We guarded the landings that reconquered the Philippines, our carrier forces seized control of the air everywhere it was needed, and our Fleet broke the back of the Japanese Navy in the great naval battles of the Philippine Sea and of Leyte Gulf. Our submarines destroyed the majority of the Japanese merchant marine, as well as innumerable Japanese naval combat ships. When we seized Okinawa, we seized a point just off Japan from which we could, and did, destroy the remnants of the Japanese Navy and bomb the Japanese homeland into final submission-a submission that would inevitably have come anyway from the strangling blockade we had thrown around Japan. With a greater army and more planes than she had at the time of Pearl Harbor, Japan surrendered-because with the destruction of her Navy and merchant marine she could not obtain from outside those necessities without which Japan could not even live, much less fight.

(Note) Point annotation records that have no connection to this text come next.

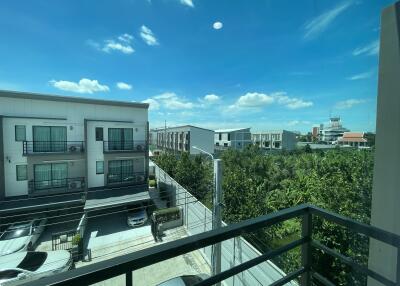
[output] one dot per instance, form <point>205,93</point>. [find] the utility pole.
<point>217,218</point>
<point>216,212</point>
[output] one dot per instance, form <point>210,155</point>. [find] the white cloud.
<point>124,86</point>
<point>122,44</point>
<point>172,101</point>
<point>217,25</point>
<point>349,103</point>
<point>254,99</point>
<point>148,36</point>
<point>321,22</point>
<point>83,86</point>
<point>371,49</point>
<point>211,98</point>
<point>364,75</point>
<point>187,3</point>
<point>258,100</point>
<point>154,104</point>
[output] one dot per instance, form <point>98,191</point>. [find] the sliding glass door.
<point>120,139</point>
<point>49,139</point>
<point>50,176</point>
<point>120,171</point>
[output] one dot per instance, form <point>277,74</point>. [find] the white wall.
<point>74,113</point>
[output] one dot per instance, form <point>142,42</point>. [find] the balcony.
<point>305,274</point>
<point>124,146</point>
<point>124,179</point>
<point>56,186</point>
<point>52,147</point>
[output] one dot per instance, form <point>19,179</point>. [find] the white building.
<point>333,132</point>
<point>67,145</point>
<point>232,138</point>
<point>275,140</point>
<point>182,139</point>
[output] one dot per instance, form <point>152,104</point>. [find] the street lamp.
<point>217,203</point>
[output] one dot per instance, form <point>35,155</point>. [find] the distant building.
<point>353,139</point>
<point>232,138</point>
<point>182,139</point>
<point>273,140</point>
<point>333,132</point>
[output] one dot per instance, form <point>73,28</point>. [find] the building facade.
<point>275,140</point>
<point>183,139</point>
<point>67,145</point>
<point>331,133</point>
<point>232,138</point>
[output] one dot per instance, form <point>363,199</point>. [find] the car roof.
<point>12,260</point>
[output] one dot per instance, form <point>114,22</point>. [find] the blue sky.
<point>263,64</point>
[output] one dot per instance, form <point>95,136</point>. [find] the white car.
<point>21,236</point>
<point>23,267</point>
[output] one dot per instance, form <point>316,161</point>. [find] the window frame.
<point>97,172</point>
<point>15,133</point>
<point>102,133</point>
<point>26,172</point>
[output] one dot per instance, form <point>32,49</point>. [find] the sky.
<point>263,64</point>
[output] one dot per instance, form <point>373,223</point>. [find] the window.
<point>50,175</point>
<point>49,138</point>
<point>99,133</point>
<point>20,133</point>
<point>120,138</point>
<point>99,167</point>
<point>22,174</point>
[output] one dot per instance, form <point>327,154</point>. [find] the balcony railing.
<point>136,178</point>
<point>125,264</point>
<point>45,147</point>
<point>124,146</point>
<point>56,185</point>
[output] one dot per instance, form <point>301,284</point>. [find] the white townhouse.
<point>183,139</point>
<point>70,147</point>
<point>237,138</point>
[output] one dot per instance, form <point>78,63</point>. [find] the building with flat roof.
<point>236,138</point>
<point>275,140</point>
<point>182,139</point>
<point>63,145</point>
<point>333,131</point>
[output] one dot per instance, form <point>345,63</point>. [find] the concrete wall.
<point>198,219</point>
<point>385,210</point>
<point>31,112</point>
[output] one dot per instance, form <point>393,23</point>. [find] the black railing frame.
<point>127,263</point>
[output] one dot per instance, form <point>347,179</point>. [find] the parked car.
<point>23,267</point>
<point>21,236</point>
<point>137,217</point>
<point>185,280</point>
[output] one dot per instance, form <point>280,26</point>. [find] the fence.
<point>198,218</point>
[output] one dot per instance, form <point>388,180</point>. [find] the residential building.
<point>237,138</point>
<point>333,132</point>
<point>275,140</point>
<point>353,139</point>
<point>67,145</point>
<point>183,139</point>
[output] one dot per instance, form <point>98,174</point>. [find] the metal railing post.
<point>306,255</point>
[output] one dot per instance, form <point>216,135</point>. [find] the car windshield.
<point>16,232</point>
<point>191,280</point>
<point>33,260</point>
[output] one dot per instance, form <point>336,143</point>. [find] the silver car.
<point>185,280</point>
<point>137,217</point>
<point>23,267</point>
<point>21,236</point>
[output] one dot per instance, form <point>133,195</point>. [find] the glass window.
<point>99,167</point>
<point>99,133</point>
<point>20,133</point>
<point>22,173</point>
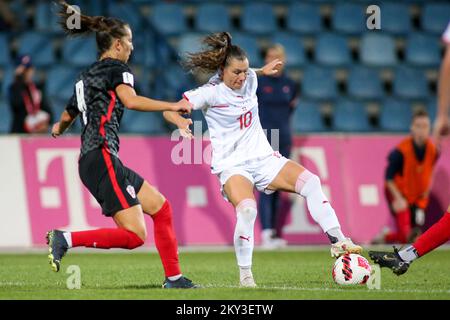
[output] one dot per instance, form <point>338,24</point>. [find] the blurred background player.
<point>101,94</point>
<point>277,97</point>
<point>29,105</point>
<point>408,181</point>
<point>439,233</point>
<point>242,158</point>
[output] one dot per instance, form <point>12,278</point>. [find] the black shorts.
<point>114,186</point>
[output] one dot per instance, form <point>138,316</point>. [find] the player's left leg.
<point>296,179</point>
<point>155,204</point>
<point>399,261</point>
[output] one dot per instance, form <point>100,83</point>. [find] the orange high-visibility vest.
<point>416,176</point>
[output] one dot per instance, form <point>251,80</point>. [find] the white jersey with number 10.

Nor is the Navy content to rest on its present laurels. Long a leader in invention and research, our Navy is already studying new weapons, new methods-the atomic bomb and guided missiles, For instance. Whatever new weapons, or defenses against new weapons, science can develop, the U. S. Navy intends to incorporate them into itself, to make sure that the Navy shall always be strong enough to perform its historic function of defense of our own country and of offense against enemy countries.

It is to be hoped that every American will exert his effort and influence to see that that goal is achieved-that the U. S. Navy will always remain, as it is today, the world's greatest sea power.